L’ancien député de Mayotte, Mansour Kamardine, refait parler de lui à travers une sortie aussi provocatrice que méprisante à l’encontre de plusieurs personnalités franco-comoriennes engagées dans la défense de la souveraineté des Comores sur Mayotte, île comorienne toujours occupée par la France en violation des résolutions des Nations unies.
Dans une publication largement relayée sur les réseaux sociaux, l’ex-parlementaire somme ces militants de « rendre la nationalité française avant de contester la francité de Mayotte », comme si la nationalité imposée par une puissance occupante pouvait effacer l’histoire, la géographie et le droit international.

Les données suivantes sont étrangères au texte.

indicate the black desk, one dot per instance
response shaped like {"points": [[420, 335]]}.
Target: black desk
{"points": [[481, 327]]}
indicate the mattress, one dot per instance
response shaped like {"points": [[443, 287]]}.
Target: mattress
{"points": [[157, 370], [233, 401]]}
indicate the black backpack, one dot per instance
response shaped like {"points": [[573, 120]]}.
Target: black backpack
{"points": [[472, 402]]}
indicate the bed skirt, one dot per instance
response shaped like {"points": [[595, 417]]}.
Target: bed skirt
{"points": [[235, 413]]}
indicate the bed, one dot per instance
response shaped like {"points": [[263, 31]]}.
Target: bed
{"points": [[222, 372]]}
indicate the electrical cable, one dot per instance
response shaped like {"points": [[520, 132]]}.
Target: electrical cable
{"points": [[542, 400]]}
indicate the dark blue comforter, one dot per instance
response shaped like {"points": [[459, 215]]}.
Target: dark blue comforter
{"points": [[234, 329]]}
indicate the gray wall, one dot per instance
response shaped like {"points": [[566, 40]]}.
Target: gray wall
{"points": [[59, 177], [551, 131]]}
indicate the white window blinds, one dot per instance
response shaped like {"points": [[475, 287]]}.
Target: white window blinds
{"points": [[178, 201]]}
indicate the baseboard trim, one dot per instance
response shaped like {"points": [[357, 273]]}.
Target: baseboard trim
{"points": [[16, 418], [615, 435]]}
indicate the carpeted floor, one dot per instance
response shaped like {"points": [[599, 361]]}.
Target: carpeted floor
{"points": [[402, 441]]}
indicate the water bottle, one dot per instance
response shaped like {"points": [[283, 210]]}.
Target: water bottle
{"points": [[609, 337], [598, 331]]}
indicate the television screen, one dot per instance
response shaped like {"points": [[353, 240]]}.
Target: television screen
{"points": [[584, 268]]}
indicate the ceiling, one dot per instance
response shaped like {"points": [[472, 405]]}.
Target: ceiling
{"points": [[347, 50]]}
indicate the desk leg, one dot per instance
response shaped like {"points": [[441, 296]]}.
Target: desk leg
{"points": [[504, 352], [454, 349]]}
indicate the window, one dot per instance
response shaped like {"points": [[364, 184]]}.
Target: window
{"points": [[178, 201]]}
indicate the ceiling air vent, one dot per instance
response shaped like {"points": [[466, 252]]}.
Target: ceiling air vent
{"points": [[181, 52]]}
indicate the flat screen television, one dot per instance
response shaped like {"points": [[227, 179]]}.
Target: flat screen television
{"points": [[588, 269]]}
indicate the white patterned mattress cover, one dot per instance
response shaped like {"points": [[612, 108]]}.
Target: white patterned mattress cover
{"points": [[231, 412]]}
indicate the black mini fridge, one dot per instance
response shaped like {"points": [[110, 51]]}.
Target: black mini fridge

Cette déclaration a provoqué une vive réaction de Houmed Msaidié, conseiller du président Azali Assoumani et ancien ministre de l’Intérieur, qui accuse Mansour Kamardine de nourrir une nostalgie coloniale assumée et de rêver d’un retour aux méthodes de l’OAS de l’Algérie française pour faire taire les voix comoriennes.
Une comparaison lourde de sens qui traduit l’exaspération face aux dérives idéologiques d’un homme politique en perte de repères. Battu démocratiquement par les électeurs de Sada, Mansour Kamardine semble mal vivre sa mise à l’écart et cherche désormais à exister par la provocation, la stigmatisation et l’insulte.
Le plus troublant reste l’ironie de la situation, Mansour Kamardine est lui-même issu de l’immigration comorienne. En s’érigeant en défenseur zélé de la colonisation française à Mayotte, il tourne le dos à ses origines et renie l’histoire de son propre peuple.
Rappelons-le, Mayotte est comorienne. Elle l’est par l’histoire, par la culture, par la géographie et par le droit international. Son occupation par la France constitue une violation permanente des résolutions de l’ONU et un contentieux colonial toujours ouvert.